We are not including the audio or haptic requirements of a sensory input limited system, but a similar calculation could be performed that utilized the touch sensor receptor density and  audio frequency range.  Haptic and audio bandwidth requirements are not nearly as severe as visual system demands.

A Calculation

Two Eyes x Channels x    Pixels/Frame     x Bits/Pixel   x Frames/Sec
    2         x   128      x    268,435,456       x      64         x         128      =      6 x 10 14 bits/sec

   21       x     27       x          228               x      26         x         2     =         249  bits/sec
 

So a system that met the performance requirements of the human visual system and satisfied the variety requirement of an intelligent user would require delivery devices and networks whose bandwidth is at least  600 teraHertz.
Such systems would have to operate on a wavelength shorter than 500 nanometers, which is in the range of green light.  To store a two hour movie at an appropriately sampled rate would require

2 x 1 x 268,435,456 x 64 x 128 x 3600 x 2 / 8 = 4 petaBytes (= 4000 Terabyte is 1000 Gigabytes)

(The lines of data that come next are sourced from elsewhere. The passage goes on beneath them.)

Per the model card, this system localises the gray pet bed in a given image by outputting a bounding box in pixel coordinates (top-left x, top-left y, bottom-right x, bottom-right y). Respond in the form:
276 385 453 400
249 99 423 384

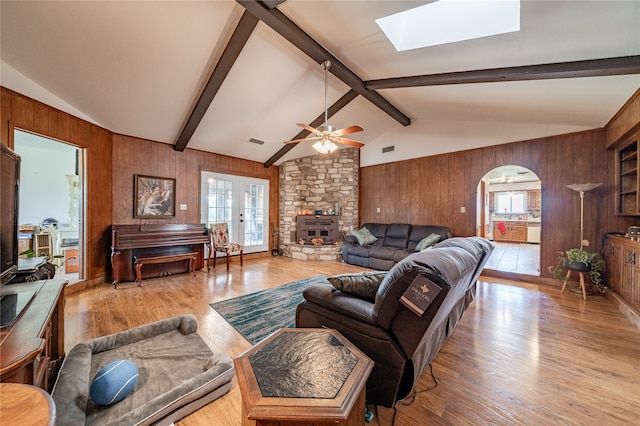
52 315 234 426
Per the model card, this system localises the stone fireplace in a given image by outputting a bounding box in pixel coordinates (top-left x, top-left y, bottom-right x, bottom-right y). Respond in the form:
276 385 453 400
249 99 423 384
279 148 360 260
296 215 340 244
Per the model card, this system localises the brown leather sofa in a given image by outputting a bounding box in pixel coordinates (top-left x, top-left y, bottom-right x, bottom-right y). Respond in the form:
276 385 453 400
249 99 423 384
296 237 494 407
342 223 451 271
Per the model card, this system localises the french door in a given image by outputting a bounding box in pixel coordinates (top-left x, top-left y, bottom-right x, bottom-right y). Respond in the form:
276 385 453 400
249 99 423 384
201 172 269 253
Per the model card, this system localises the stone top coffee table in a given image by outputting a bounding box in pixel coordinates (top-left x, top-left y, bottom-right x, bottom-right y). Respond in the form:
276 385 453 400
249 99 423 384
234 328 373 426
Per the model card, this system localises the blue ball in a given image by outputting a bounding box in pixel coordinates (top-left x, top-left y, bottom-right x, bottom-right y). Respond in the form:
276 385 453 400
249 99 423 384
89 359 138 405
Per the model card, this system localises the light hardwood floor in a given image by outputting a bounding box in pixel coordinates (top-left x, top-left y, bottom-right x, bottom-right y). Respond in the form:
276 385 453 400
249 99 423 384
65 257 640 426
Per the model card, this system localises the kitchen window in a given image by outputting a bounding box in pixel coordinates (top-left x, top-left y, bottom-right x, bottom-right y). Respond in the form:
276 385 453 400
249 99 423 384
496 192 527 214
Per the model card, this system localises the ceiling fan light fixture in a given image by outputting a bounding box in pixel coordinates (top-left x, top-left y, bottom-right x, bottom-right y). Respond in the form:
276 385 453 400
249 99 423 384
313 139 338 154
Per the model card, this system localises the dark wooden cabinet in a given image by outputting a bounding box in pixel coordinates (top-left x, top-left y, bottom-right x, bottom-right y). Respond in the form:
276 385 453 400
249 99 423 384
0 279 67 391
616 136 640 216
603 235 640 311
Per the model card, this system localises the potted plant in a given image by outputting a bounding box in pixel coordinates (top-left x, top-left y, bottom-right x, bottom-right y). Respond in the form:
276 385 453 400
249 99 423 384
549 246 605 291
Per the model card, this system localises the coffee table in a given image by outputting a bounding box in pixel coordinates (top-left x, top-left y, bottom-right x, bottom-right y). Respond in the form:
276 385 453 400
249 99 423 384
234 328 373 426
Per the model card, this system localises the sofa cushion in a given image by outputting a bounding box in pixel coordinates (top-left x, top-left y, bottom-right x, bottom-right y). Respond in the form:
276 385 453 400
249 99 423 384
351 226 378 246
407 225 453 251
327 272 387 302
416 233 440 251
382 223 411 249
89 359 138 405
369 246 400 260
362 222 389 246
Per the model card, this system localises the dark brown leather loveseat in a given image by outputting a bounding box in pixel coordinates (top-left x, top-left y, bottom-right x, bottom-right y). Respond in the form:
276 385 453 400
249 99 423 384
296 237 494 407
342 223 451 271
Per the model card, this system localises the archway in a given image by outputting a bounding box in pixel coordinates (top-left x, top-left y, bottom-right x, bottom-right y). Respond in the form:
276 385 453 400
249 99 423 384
476 165 542 276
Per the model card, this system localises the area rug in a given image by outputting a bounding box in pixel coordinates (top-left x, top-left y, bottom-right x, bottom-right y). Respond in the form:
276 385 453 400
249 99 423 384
210 275 328 345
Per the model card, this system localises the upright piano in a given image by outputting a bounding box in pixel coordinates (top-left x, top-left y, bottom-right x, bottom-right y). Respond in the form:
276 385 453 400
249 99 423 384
111 223 209 286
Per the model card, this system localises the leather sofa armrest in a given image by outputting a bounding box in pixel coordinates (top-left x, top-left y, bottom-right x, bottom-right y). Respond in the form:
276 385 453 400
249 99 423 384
302 284 378 325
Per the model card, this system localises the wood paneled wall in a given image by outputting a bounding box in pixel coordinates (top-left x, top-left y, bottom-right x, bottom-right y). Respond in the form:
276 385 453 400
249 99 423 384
605 89 640 147
360 129 636 278
0 87 279 284
0 87 112 282
112 135 279 236
0 84 640 286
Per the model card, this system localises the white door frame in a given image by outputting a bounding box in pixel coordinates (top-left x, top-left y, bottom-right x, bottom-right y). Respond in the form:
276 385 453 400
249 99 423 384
200 171 269 253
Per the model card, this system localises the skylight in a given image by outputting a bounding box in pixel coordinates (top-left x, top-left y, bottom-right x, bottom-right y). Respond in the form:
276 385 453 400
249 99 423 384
376 0 520 52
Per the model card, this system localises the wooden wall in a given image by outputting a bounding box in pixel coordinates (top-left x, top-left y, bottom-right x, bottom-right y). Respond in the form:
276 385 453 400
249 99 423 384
0 88 640 281
360 125 640 278
0 88 279 284
0 87 112 282
112 135 279 233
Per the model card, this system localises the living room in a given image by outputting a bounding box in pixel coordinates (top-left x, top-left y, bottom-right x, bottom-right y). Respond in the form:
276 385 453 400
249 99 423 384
1 1 640 425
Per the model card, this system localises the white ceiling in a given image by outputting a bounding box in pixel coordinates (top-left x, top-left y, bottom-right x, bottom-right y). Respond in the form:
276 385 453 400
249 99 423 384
0 0 640 166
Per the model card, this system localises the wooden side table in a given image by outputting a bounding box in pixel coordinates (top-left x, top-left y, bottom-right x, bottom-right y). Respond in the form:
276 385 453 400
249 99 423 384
0 383 56 426
234 328 373 426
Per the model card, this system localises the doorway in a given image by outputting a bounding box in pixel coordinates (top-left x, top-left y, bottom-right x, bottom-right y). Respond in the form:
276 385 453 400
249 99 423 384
201 172 269 253
477 165 542 276
13 129 85 283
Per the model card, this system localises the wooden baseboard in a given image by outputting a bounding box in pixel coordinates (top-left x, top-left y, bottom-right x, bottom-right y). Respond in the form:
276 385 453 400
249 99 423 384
605 289 640 328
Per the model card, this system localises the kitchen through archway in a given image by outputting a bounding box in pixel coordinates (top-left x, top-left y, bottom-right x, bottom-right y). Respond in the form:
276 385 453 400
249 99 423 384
476 165 542 276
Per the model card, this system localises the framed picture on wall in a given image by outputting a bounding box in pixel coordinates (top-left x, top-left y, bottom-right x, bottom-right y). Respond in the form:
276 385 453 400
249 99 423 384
133 175 176 219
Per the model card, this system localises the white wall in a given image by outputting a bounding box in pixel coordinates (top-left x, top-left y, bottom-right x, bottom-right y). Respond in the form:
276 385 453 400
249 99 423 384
14 131 78 229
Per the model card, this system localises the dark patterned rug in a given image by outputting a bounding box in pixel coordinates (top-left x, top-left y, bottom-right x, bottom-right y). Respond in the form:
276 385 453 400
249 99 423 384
210 275 328 345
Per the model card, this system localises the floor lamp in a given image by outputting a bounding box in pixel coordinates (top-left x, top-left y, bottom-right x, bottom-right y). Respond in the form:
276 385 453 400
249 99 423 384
561 183 602 300
566 183 602 250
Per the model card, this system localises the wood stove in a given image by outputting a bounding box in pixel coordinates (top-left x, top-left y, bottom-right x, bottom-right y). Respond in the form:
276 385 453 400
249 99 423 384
296 215 340 244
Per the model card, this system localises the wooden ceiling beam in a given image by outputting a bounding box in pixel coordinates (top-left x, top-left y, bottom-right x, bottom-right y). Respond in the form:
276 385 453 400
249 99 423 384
264 89 358 168
364 56 640 90
173 11 258 151
236 0 411 126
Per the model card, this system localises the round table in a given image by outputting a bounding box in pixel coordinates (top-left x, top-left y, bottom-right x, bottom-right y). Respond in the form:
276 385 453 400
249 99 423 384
0 383 56 426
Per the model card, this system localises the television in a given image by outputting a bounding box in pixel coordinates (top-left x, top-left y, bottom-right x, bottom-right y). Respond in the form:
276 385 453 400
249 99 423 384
0 143 20 285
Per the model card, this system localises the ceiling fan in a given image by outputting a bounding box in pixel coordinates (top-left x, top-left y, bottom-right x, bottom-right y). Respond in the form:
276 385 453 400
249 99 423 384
285 60 364 154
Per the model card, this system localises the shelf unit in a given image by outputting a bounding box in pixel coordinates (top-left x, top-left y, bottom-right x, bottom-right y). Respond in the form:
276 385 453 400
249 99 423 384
616 139 640 216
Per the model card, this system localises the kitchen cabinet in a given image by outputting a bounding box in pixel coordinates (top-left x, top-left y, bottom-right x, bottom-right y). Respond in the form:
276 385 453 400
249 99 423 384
33 232 53 259
527 190 542 210
493 221 527 243
616 135 640 216
603 235 640 311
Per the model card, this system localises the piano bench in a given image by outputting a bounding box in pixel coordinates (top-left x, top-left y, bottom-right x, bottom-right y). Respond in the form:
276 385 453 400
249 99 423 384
131 252 198 287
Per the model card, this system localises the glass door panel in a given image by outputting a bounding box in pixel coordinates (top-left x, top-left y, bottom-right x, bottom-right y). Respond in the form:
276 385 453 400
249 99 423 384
201 172 269 253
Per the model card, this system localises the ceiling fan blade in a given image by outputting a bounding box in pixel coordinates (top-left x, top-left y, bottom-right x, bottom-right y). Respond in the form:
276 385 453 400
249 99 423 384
285 136 322 144
337 138 364 148
334 126 364 136
297 123 321 135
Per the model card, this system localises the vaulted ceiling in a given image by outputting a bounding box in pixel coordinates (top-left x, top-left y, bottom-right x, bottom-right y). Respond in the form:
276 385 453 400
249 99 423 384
0 0 640 166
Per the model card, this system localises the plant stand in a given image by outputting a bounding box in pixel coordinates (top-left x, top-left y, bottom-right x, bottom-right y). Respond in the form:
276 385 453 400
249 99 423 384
560 269 587 300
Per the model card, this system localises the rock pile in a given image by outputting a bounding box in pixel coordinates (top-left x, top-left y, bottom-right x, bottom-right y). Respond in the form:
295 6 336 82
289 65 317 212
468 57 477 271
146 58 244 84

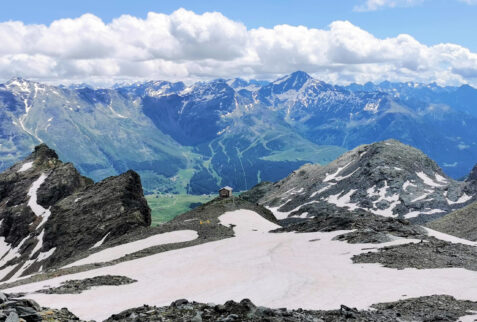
105 295 477 322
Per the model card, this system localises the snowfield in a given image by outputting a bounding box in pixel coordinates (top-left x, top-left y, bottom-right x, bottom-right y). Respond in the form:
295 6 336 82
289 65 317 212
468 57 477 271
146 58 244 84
5 210 477 320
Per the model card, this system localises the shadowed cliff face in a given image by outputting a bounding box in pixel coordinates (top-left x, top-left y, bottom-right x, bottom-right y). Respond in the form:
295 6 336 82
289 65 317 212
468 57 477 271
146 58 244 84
0 144 151 279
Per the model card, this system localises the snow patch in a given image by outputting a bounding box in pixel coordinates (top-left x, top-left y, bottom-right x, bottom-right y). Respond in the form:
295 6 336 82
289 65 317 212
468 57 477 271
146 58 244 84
36 247 56 261
404 209 446 219
219 209 281 236
422 227 477 246
325 189 359 210
65 230 198 267
323 162 351 182
447 193 472 205
4 229 477 321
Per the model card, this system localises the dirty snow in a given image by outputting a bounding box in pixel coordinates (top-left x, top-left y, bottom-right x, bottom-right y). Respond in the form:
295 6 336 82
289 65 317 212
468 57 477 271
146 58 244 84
423 227 477 246
416 171 444 188
65 230 198 267
404 209 446 219
5 212 477 321
325 189 359 210
28 173 51 228
323 162 351 182
447 193 472 205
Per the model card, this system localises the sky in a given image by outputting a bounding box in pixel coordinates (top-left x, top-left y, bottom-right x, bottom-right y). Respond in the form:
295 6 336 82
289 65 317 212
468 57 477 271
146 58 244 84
0 0 477 85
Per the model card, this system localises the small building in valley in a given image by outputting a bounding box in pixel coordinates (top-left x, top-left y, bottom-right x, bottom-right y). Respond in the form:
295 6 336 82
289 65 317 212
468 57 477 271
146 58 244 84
219 186 232 198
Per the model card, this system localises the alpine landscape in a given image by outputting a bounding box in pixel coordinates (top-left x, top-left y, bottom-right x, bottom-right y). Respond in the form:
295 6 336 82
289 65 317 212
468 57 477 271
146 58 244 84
0 0 477 322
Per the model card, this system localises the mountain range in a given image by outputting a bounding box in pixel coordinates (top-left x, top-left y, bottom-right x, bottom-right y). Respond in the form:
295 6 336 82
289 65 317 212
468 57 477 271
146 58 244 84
0 71 477 194
0 144 477 322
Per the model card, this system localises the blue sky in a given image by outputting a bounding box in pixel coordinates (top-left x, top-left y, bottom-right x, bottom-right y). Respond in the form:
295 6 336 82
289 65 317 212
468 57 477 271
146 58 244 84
0 0 477 51
0 0 477 86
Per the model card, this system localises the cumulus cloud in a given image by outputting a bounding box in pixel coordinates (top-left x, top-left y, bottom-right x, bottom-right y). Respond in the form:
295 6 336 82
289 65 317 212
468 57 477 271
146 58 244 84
354 0 422 11
0 8 477 84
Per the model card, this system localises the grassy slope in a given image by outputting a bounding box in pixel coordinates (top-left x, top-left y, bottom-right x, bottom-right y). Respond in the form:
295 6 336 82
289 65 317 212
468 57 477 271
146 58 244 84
146 194 216 226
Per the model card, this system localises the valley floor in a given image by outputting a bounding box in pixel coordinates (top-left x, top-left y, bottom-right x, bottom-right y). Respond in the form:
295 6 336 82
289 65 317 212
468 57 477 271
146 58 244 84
4 210 477 320
146 194 216 226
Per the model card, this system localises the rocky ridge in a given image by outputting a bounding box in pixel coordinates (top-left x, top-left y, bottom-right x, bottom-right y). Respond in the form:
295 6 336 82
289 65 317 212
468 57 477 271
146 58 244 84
0 144 151 280
105 295 477 322
243 140 475 223
426 202 477 241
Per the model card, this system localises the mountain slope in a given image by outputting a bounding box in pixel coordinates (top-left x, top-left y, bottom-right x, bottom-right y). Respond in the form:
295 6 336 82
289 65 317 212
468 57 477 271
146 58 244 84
0 72 477 194
426 202 477 241
0 144 151 280
244 140 475 222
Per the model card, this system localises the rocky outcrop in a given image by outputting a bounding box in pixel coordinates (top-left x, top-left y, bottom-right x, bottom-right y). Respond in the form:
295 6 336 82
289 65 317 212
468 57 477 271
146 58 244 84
0 293 80 322
105 295 477 322
272 204 428 244
37 275 137 294
247 140 475 223
0 144 151 280
352 238 477 271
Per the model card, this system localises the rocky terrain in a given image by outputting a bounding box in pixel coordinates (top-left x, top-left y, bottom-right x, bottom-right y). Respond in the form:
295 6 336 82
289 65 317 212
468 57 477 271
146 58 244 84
38 275 137 294
243 140 475 223
0 197 277 288
0 293 79 322
426 202 477 241
0 140 477 322
271 205 429 244
105 295 477 322
0 71 477 194
0 144 151 280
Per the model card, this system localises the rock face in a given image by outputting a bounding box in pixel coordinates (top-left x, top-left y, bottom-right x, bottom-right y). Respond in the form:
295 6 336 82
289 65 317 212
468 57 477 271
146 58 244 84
0 293 80 322
426 202 477 241
0 144 151 280
352 238 477 271
243 140 475 223
105 295 477 322
37 275 137 294
272 205 428 244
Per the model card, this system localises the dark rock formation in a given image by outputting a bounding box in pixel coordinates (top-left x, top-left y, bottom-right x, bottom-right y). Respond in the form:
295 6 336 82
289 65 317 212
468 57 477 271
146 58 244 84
352 238 477 271
249 140 475 223
37 275 137 294
426 202 477 241
0 293 80 322
272 204 427 243
105 295 477 322
0 144 151 280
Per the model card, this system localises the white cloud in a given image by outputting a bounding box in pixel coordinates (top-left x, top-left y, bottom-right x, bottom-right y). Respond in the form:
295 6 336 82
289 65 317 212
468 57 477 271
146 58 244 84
354 0 422 11
0 9 477 84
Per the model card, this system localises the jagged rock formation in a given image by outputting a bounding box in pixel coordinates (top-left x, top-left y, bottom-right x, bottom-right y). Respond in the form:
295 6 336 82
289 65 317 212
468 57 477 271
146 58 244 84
426 202 477 241
272 204 428 244
0 293 80 322
243 140 475 222
0 71 477 194
38 275 137 294
0 144 151 280
352 238 477 271
105 295 477 322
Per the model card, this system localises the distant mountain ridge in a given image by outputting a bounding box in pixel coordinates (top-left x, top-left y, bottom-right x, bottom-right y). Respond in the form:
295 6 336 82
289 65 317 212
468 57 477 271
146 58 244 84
0 71 477 193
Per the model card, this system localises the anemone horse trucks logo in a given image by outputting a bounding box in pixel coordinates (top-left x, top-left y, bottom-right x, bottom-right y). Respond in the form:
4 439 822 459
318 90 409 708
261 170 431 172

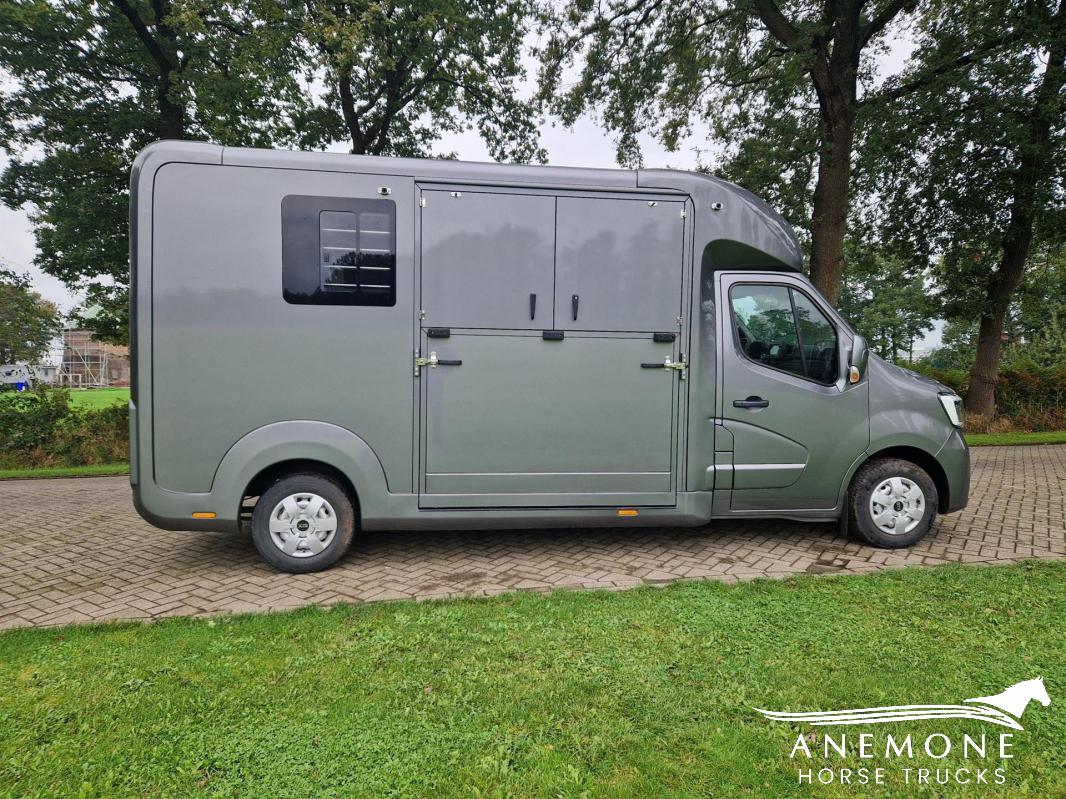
755 676 1051 730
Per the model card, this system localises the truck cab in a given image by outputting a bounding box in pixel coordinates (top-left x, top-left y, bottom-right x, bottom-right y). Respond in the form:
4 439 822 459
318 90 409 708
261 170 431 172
130 142 969 571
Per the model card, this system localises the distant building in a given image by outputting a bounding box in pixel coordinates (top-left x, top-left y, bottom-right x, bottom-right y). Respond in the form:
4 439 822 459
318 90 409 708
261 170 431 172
58 328 130 388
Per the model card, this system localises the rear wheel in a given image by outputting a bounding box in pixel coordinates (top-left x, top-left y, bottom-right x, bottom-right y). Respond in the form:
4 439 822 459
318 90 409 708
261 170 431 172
252 472 355 573
847 458 939 549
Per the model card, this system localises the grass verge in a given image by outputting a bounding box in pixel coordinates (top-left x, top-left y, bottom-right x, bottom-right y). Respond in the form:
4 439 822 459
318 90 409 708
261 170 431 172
0 463 130 480
70 388 130 409
966 430 1066 446
0 561 1066 798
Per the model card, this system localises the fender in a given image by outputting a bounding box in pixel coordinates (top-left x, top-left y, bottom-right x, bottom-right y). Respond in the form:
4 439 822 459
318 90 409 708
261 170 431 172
837 433 951 508
133 421 398 531
211 421 389 526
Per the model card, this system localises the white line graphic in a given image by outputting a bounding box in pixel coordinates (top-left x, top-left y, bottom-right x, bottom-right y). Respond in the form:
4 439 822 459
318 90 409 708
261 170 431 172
754 676 1051 730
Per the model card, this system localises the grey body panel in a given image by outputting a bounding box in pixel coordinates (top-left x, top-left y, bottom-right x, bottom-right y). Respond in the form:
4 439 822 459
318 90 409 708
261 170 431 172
718 272 870 511
421 191 555 329
130 142 968 539
422 332 677 507
555 197 684 331
151 164 414 492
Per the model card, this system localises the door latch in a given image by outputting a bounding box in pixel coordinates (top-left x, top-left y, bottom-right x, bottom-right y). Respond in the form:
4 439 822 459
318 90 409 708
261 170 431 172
641 355 689 380
415 349 463 377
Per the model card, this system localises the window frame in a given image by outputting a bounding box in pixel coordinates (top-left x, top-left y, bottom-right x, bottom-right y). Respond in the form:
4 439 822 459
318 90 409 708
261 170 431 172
726 278 842 388
281 194 399 308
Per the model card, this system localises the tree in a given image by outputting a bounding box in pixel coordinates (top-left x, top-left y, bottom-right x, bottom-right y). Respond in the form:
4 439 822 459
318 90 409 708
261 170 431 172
0 266 60 363
870 0 1066 417
540 0 1027 301
0 0 301 341
297 0 545 161
839 247 938 360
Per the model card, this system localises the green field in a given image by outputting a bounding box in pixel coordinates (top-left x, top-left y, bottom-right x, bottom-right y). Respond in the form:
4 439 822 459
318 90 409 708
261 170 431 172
0 561 1066 799
70 388 130 408
966 430 1066 446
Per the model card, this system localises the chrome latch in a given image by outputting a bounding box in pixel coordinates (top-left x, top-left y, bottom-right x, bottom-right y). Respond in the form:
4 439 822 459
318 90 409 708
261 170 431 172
415 353 439 369
663 354 689 380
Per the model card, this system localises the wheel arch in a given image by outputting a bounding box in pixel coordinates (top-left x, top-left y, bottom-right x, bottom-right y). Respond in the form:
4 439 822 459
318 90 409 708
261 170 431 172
211 421 389 521
844 444 951 513
241 458 360 521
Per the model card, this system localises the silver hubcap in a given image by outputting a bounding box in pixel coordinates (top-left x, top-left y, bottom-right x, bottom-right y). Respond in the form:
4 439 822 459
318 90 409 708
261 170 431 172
270 493 337 557
870 477 925 536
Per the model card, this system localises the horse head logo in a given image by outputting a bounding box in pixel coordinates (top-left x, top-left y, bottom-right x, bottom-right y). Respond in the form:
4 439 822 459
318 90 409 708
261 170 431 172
755 676 1051 730
964 676 1051 718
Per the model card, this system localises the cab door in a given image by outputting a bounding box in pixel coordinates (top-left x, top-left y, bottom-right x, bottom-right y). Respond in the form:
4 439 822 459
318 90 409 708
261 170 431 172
718 273 870 511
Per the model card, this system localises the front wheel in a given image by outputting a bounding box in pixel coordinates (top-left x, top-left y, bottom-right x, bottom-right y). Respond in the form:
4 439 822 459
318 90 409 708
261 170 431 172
252 472 355 573
847 458 939 549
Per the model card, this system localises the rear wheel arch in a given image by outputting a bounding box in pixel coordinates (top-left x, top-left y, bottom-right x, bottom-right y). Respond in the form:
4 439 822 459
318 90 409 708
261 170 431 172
241 458 362 522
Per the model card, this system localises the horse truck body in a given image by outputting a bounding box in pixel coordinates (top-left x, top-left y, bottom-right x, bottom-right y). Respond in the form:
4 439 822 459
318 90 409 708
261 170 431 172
130 142 968 571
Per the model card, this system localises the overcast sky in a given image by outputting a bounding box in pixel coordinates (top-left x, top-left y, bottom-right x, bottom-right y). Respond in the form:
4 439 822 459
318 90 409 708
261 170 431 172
0 35 939 346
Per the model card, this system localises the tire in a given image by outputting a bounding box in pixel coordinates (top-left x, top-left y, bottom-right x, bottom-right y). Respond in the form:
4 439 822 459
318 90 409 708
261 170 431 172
847 458 939 549
252 472 355 574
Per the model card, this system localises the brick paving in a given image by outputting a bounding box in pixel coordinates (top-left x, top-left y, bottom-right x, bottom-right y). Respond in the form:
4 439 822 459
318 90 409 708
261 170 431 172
0 445 1066 629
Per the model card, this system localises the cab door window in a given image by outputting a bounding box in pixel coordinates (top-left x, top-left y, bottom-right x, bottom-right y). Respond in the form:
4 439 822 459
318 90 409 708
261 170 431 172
729 283 837 385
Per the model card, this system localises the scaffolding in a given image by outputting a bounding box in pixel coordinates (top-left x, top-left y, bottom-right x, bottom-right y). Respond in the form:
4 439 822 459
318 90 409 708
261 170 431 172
58 330 129 388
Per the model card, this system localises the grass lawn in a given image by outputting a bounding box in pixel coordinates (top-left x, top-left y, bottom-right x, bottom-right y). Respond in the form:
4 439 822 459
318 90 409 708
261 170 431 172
966 430 1066 446
0 561 1066 799
0 463 130 480
70 388 130 409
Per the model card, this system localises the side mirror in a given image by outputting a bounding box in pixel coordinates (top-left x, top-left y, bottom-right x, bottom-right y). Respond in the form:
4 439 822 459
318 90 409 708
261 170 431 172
847 333 870 386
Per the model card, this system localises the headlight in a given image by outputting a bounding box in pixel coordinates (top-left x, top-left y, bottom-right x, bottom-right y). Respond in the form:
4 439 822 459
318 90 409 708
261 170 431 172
939 394 963 427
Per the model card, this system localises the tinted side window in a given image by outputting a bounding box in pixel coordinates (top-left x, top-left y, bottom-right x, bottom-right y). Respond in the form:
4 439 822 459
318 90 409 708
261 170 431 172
730 284 838 384
281 195 397 306
730 286 806 377
792 290 838 384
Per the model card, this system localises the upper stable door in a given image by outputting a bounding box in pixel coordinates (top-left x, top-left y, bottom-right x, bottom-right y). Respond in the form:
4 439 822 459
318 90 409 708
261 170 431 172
422 191 555 329
555 197 684 332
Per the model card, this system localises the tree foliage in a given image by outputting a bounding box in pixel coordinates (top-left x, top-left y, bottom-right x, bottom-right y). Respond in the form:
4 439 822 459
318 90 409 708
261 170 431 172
865 0 1066 415
0 0 296 341
0 267 60 363
296 0 545 161
839 247 939 360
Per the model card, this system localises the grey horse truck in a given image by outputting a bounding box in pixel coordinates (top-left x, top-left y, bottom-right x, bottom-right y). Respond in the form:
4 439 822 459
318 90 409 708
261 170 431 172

This is a little more than a video tape currently holds!

Simplified Calculation for Monocular Displays
 
Traditional monocular displays include CRT monitors, liquid crystal displays, and projection screens that do not exploit polarized light. If we revise our estimates for current display technology and ask the question, "How much data can we deliver to the eye from a traditional display?", we have:

1 [Eye] x 1 [Channel] x 1024 x 768 [Pixels/Frame] x 4 [Bytes/Pixel] x 24 [Frame/Sec]

= 75 [Megabytes/Sec]

Gestural Bandwidth vs. Visual Bandwidth

We might compare this input bandwidth of the human being to the output bandwidth. Output bandwidth, or the rate at which we can express ourselves includes all vocalization and movement that could be digitally captured. This is a somewhat more difficult calculation but we can create an upper bound based on the number of joint degrees of freedom and the number of distinct positions, and the rate at which those positions could change.

Fingers have 3 degrees of freedom, 5 fingers gives 15 degrees of freedom (DOF). Fingers connect to wrist for 3 degrees of freedom, wrist to elbow 2 more, elbow to shoulder 3 more. So an arm has 23 DOF.

The torso, like the shoulder, has 3 gross DOF, dancers can add about another 6 fine DOF to that. The hips (we're wearing a body suit now) have 2, because it shares one with the torso. The legs are like the arms but the toes have 2 DOF. So a leg has 18 DOF.

The head/neck has 3 DOF (at least). We will leave the mouth alone, since it is used for talking, and the eyes alone since they are used for seeing, which we want to be independent of output. The forehead and cheeks have 3 DOF (at least).

A fully instrumented human has 23 + 23 + 3 + 2 + 18 + 18 + 6 = 93 degrees of freedom. Position can be encoded with varying accuracy depending on the joint. All positions can be mapped to a number space just like images are mapped to a pixel space. Motion, or change in position corresponds to animation of an image. If we assume 24 bits per degree of freedom, a complete position of the human body can be described by an image that is 10 x 10 pixels in size. The eye however can process color imagery 1400 x 1400 pixels in size. Thus the visual bandwidth of a person exceeds the gestural bandwidth by ~ 1 part in 20,000. Thus we collect information 20,000 times more effectively than we express it, if only gestures are considered.

What is the bandwidth of speech compared to gesture? There are two places to look, and three comparisons to make. One can compare the bandwidth of American Sign Language (AMSLAN) to speech. Speech is slightly faster. Experienced signers can almost keep up with careful speakers. Speech proceeds at 180 words per second, typewritten gesture is about a third of this figure.

Thus our ability to express ourselves exceeds the rate at which we can take information in by many orders of magnitude. This is important, and shows the prejudice imposed on us by the current generation of input devices. Perhaps the fastest way to help us communicate it to enable us to use gestures to make movies that express how we feel, and what we want to communicate.